In Ohio and Kentucky, the Fischer Group is attempting to soothe buyers’ economic worries and capture their sales traffic with a new promotion. “The people we are seeing are seriously considering buying a house and have a genuine desire to move,” says Brian Fannin, Fischer’s marketing director. “That’s being countered, though, by their fear that they won’t be able to sell their houses or keep their jobs.”

So this week, the Crestview Hills, Ky.-based builder began offering a program that offers buyers some financial protection if they buy a new Fischer home. According to Fannin, Fischer will automatically purchase a new insurance policy for new contracts from a “four-star insurer.” The policy will kick in after a vesting period following the closing; if a buyer gets laid off, Fischer will cover up to six months of mortgage payments.
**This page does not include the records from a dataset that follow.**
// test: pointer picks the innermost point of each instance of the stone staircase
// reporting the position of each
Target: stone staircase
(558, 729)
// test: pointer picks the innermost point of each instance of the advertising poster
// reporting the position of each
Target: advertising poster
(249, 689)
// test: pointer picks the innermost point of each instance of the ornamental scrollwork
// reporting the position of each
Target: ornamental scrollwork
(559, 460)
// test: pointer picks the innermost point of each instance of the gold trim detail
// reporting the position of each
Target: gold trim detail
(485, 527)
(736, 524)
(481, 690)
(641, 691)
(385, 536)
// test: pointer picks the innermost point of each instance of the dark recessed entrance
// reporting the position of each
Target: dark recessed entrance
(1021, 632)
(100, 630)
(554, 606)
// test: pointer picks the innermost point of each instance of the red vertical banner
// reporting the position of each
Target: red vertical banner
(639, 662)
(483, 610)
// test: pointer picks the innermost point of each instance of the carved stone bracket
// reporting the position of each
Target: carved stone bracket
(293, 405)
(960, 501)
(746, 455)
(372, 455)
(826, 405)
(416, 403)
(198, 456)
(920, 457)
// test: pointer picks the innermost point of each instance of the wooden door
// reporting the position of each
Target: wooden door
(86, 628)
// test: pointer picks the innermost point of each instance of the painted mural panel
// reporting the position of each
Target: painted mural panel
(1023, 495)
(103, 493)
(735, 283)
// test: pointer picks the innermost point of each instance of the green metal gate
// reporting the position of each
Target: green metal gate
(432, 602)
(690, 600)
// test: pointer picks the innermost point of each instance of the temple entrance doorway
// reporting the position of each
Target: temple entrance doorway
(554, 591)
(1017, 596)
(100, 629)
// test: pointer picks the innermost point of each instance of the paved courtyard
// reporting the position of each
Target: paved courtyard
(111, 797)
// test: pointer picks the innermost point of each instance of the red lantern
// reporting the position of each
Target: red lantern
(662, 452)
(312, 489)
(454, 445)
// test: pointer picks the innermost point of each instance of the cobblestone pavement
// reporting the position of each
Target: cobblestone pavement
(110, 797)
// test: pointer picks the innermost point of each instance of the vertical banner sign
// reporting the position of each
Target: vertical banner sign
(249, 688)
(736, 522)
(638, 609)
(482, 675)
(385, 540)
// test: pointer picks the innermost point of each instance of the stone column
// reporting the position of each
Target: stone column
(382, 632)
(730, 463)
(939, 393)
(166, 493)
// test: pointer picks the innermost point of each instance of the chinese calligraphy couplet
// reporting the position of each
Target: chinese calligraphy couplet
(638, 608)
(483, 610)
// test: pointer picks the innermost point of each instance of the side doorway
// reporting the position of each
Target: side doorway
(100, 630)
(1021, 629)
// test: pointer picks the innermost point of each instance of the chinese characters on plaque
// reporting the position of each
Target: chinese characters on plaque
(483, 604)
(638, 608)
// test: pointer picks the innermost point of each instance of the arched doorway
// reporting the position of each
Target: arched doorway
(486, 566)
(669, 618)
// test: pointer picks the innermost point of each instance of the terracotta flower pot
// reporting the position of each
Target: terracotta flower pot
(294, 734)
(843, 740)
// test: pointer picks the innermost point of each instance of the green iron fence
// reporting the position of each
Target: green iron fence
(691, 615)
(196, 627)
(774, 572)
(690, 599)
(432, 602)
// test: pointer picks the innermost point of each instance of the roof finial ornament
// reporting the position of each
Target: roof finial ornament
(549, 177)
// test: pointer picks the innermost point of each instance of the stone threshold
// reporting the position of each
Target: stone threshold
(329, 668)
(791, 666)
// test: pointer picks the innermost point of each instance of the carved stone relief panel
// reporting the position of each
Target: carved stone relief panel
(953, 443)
Despite the uptick in traffic, though, the foreclosure problem remains a significant obstacle to many builders seeking sales. In Las Vegas, which has been ravaged by mortgage defaults, Pageantry Homes recently suspended its sales, and according to Director of Sales and Marketing Larry Fodor, likely won’t start selling again until “the root of the problem”—foreclosures—has been addressed. (Treasury Secretary Timothy Geithner yesterday said he would soon have a plan for dealing with the foreclosure crisis.)

“Housing started this, and until we fix housing, we’re going to continue in the downward spiral,” predicts Fodor, who blames banks for worsening the housing recession. He says banks are putting foreclosed homes “that have been trashed” back on the market and that they are failing to maintain their foreclosures, which is “destroying the value” of neighborhoods.
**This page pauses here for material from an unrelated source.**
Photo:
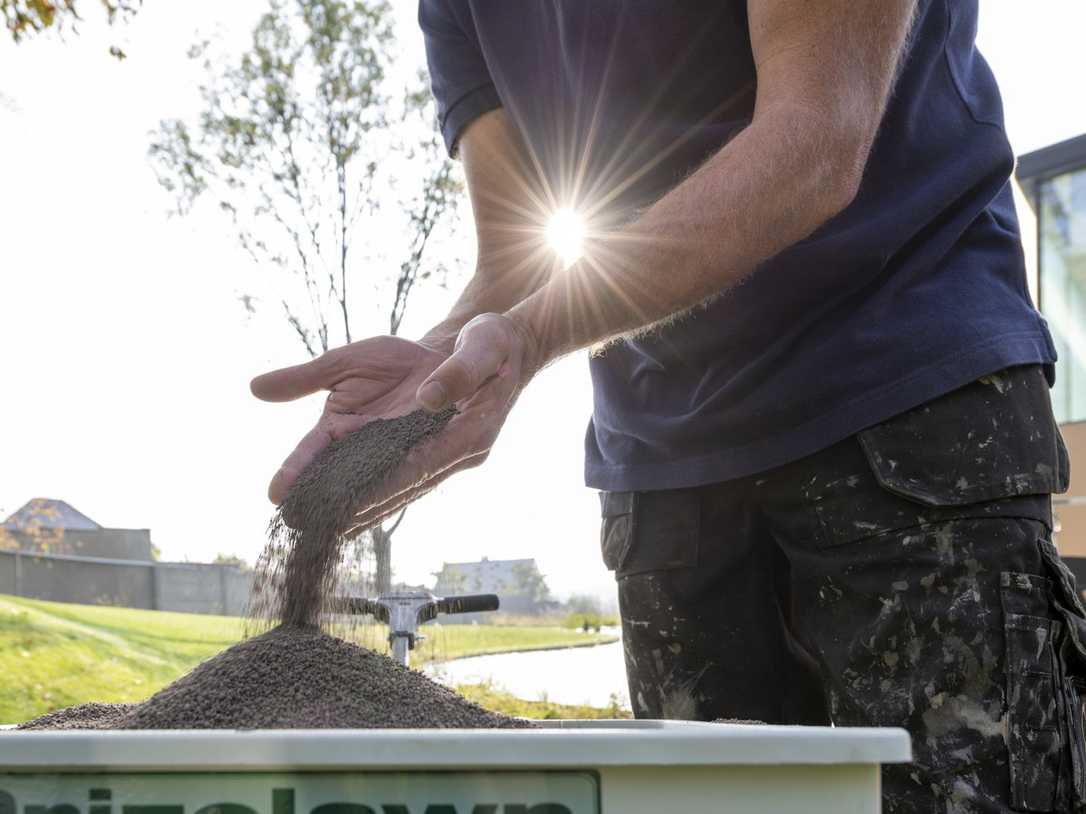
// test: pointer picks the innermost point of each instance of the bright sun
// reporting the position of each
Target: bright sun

Like Lakewood Homes’ Hoffman, though, Fodor doesn’t see much cause for hope among lenders—just “mass confusion. They don’t know what their next move is.” Or even where to start. When he meets with lenders each week, Fodor says he can’t help but chuckle when they complain about the number of foreclosures in communities where they are trying to close homes.

“Well, Mr. Banker,” he says, “some of those homes are yours.”

Alison Rice is senior editor, online, at BUILDER magazine. Senior editors Pat Curry, John Caulfield, and Jenny Sullivan also contributed reporting to this article.